Back in 2008, his restaurant, Elettaria debuted on 8th Street, during what was “a really challenging time open a restaurant and keep it open,” he says. Because of the recession, “I took a beating,” and he closed the restaurant about a year later. The experience was so disheartening he stepped away from the kind of food that he had been cooking there, like pan-roasted sweetbreads, quail, and duck breast, some of which featured South Asian influences.

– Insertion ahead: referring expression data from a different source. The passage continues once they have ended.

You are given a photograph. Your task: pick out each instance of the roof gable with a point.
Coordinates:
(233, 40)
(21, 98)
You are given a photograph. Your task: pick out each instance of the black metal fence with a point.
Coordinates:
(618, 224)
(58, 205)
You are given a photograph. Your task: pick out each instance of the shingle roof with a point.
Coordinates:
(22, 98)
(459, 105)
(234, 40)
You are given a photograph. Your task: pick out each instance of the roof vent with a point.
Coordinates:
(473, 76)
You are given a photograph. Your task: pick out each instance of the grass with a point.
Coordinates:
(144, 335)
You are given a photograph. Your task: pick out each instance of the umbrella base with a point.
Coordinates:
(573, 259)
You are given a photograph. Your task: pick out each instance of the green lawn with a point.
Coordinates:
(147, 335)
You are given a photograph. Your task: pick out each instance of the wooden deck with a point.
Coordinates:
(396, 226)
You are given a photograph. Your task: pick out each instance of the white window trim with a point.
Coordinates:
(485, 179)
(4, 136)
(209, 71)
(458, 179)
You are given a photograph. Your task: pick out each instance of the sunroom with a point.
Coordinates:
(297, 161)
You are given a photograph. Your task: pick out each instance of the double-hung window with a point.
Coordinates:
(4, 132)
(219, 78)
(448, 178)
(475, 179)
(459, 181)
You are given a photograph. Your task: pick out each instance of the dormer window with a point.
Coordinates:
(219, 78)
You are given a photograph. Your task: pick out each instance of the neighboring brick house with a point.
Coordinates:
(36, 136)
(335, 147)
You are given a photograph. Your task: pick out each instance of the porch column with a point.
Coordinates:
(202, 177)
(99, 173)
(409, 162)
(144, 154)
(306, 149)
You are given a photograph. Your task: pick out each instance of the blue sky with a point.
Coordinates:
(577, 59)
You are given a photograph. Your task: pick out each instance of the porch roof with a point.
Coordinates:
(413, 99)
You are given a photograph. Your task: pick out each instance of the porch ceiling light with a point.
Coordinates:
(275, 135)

Following the closing he was the head chef of La Esquina and consulted, but in the mix of experiences he fully embraced Mexican cuisine. “I’ve had a lot of fun with it and had a lot of fun away from fine dining,” he says; his wife had a baby, and the hours were such that he could spend a bit more time with his family.

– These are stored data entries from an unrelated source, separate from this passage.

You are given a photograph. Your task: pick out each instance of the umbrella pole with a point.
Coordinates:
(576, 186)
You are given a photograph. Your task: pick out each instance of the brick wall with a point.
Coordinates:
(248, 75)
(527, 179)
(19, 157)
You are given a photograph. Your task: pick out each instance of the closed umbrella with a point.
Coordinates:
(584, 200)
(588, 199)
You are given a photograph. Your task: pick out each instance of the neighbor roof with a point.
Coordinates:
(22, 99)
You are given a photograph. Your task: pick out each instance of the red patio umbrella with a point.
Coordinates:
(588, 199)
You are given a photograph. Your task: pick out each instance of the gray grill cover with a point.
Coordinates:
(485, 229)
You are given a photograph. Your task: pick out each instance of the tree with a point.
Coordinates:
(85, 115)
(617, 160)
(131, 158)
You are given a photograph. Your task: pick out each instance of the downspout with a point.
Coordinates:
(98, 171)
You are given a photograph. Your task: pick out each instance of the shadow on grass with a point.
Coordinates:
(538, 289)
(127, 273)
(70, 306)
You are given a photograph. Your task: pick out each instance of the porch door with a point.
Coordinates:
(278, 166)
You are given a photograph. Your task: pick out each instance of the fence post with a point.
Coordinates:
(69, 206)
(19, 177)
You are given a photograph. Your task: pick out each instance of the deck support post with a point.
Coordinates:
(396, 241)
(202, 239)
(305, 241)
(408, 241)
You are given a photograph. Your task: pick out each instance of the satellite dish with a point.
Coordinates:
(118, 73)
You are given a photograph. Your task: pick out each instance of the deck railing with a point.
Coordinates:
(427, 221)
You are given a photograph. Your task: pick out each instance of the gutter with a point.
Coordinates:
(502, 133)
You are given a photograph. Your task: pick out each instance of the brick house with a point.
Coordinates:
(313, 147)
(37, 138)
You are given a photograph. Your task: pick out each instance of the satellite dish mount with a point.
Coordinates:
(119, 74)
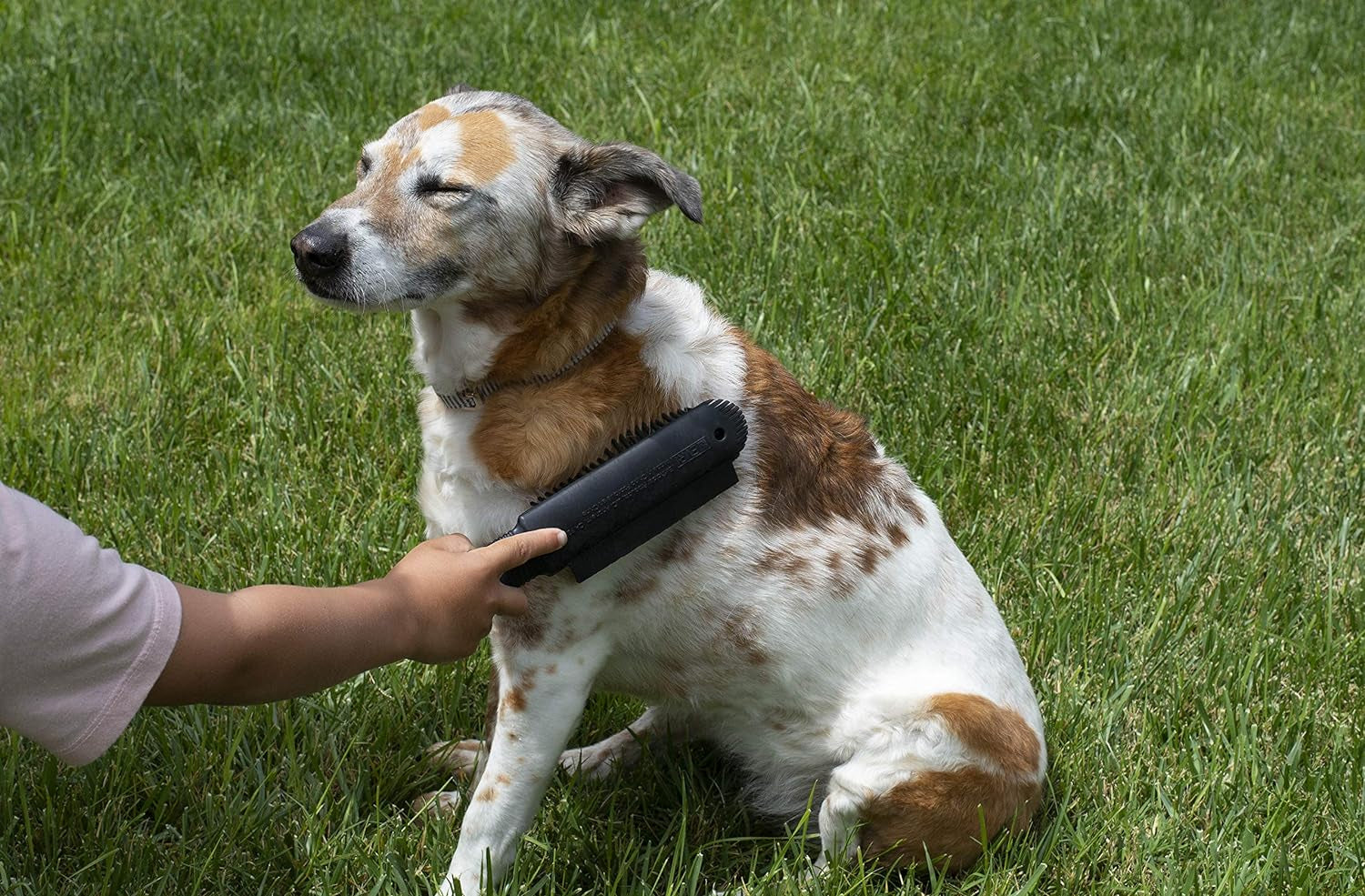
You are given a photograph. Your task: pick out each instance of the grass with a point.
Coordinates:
(1094, 270)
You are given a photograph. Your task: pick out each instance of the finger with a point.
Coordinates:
(510, 601)
(453, 543)
(519, 549)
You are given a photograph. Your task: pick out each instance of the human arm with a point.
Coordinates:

The cuisine has reminded him of Indian cooking, with cinnamon, cloves, chilis, and spices for dishes with “tons of ingredients,” that take “all day plus a day to cook.” He cites moles as examples.
Here in Brooklyn, Nawab’s new restaurant is a bright, nearly 40-seat space that had been Chuko Ramen, with communal tables and bar seating where drinks —once the liquor license is in place — will include margaritas, spiked horchata, and micheladas. With a menu of chips and dips, a selection of tacos, small plates, and vegetables as well as larger format family-style “platos,” it’s a neighborhood place to graze or feast.